On a personal note, the most satisfactory inclusion of “unusual suspects” for me are the Hungry Generation writers, such as Malay Roy Choudhury, Subo Acharya, Shaileswar Ghosh and Falguni Roy in the fourth section of the book. (Shakti Chattopadhyay, whose poems are included in this volume, was also an early member of the group, though he later distanced himself from it.) The Hungry Generation was a loosely connected group of radical and avant-garde post-Independence Bengali writers, who published their first pamphlet from Patna — notably, not Calcutta — in November 1961, launching their movement. Besides Roy Choudhury, the other signatories were his elder brother Samir Roy Choudhury, Shakti Chattopadhyay and Debi Roy, who sometimes used the pseudonym Haradhon Dhara.
Through the early 1960s, the group continued to publish their works and also indulged in provocative actions, such as inviting Calcutta’s literary figures to a topless procession (which never took place). On 2 September 1964, Malay, Samir, Debi, and two other writers, Subhash Ghosh and Shaileshwar Ghosh, were arrested on charges of obscenity. Malay was convicted in the lower courts for his poem Stark Electric Jesus, eventually being acquitted by the Calcutta High Court on 26 July 1967. Their inclusion is satisfying not only because of my personal connection to them, but also because they have been traditionally ignored by the Bengali literary establishment, with Malayda even telling me that he found no publishers for his novels. This volume will perhaps lead to more interest in their work.

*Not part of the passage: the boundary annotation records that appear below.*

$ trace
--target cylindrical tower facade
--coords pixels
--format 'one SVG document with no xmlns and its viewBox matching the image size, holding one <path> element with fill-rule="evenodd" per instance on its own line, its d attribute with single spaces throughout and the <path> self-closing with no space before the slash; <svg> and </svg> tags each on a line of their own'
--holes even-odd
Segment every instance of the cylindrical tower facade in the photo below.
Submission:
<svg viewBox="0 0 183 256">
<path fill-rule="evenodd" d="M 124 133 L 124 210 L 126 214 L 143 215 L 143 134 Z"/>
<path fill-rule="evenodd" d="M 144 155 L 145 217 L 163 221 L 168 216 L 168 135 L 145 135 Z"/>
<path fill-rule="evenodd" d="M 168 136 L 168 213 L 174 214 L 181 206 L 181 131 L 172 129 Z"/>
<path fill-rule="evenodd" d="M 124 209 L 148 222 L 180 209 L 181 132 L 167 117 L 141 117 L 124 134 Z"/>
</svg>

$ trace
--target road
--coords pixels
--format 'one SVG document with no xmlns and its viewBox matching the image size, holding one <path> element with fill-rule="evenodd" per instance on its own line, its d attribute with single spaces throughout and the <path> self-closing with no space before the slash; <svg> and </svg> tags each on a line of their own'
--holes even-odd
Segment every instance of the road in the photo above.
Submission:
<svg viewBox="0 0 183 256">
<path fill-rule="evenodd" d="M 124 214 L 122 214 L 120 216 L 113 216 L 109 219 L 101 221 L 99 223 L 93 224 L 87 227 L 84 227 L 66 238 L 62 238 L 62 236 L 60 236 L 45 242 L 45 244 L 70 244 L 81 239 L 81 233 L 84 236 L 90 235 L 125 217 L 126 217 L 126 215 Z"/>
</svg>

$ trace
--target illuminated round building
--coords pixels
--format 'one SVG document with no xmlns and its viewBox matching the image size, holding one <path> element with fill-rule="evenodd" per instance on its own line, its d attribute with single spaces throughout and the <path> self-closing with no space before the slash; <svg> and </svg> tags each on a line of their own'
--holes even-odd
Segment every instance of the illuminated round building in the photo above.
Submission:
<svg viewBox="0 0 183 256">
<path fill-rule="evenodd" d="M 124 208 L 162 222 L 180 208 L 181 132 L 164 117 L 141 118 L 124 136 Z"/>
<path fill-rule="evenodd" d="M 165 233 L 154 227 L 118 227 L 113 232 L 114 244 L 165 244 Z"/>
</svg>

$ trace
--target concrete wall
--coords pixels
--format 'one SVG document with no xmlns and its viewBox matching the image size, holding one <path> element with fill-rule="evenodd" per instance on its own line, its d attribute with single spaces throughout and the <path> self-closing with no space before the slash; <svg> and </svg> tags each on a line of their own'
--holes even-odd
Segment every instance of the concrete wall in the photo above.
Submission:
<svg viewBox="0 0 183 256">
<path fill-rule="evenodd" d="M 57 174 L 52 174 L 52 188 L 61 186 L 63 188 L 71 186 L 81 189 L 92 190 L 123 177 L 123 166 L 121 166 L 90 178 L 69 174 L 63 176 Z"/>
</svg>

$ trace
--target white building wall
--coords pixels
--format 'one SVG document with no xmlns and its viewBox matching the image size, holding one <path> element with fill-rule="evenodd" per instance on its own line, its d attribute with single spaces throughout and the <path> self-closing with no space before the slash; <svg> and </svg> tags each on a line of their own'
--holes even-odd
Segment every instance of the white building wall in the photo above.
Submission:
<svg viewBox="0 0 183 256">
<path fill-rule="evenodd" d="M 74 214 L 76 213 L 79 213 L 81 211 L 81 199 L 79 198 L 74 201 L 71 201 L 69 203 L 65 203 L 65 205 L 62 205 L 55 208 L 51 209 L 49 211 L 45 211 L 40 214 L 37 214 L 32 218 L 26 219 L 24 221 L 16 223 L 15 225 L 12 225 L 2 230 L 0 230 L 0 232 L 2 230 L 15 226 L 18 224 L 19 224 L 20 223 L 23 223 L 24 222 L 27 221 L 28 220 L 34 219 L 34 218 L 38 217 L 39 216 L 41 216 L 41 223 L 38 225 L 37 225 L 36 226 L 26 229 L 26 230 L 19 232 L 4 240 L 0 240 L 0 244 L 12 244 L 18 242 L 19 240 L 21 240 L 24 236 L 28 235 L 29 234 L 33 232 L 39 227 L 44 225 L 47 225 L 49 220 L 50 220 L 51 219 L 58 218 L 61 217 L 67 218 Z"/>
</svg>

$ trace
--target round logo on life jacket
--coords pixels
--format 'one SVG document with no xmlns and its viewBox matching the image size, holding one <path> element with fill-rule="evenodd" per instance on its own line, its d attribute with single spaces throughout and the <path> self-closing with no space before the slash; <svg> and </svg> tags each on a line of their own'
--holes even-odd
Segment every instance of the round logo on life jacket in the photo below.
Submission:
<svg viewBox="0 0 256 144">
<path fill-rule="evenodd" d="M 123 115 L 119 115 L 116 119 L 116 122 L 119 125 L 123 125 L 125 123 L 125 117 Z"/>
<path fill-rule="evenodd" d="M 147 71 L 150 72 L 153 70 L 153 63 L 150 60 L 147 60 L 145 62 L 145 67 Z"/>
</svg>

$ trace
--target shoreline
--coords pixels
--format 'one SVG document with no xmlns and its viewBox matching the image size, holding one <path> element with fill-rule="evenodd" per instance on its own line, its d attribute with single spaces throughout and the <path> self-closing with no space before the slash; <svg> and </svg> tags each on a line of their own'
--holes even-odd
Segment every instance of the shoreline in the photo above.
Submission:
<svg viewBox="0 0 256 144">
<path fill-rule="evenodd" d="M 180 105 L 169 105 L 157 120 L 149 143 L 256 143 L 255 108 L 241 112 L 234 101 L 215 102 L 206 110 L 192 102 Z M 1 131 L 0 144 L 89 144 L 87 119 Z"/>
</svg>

A definitive anthology like this one will also be read for its exclusions. One notable exclusion is Bangladeshi writer Taslima Nasreen, whose novel, Lajja, has been translated into English as Shameless by Sinha. In fact, there are few writers from post-Partition east Bengal in the collection. Similarly, while Sinha includes screenplays, Bengali theatre has not been well represented, and playwrights such as Girish Ghosh, Utpal Dutt or Badal Sircar are notable exceptions. Exclusions like these are often a function of quotidian reasons, such as permissions or author contracts; however, it is always helpful for a reader to be made aware of these conditions.
In the introduction to the anthology, Sinha writes: “I have ended up with writings that I personally responded to strongly — mostly with love, often with admiration, sometimes with exasperation, and, on some occasions, with sadness.” Unlike a typical translator’s note, the introduction is a letter to Swati and Satyen, the protagonists of Buddhadeva Bose’s 1949 novel Tithidor (translated into English by Sinha as When the Time is Right and included here). In the letter, Sinha asks the intended readers to imagine that they are time travellers, going through 200 years of Bengali literature, becoming “my Bengali reader”. It is a process of creating an identity through literature, and, as I have shown, Sinha’s choices as translator and editor imagine this identity to be inclusive, cosmopolitan and democratic. This is an essential political act for our troubled times.
Uttaran Das Gupta is an independent writer and journalist.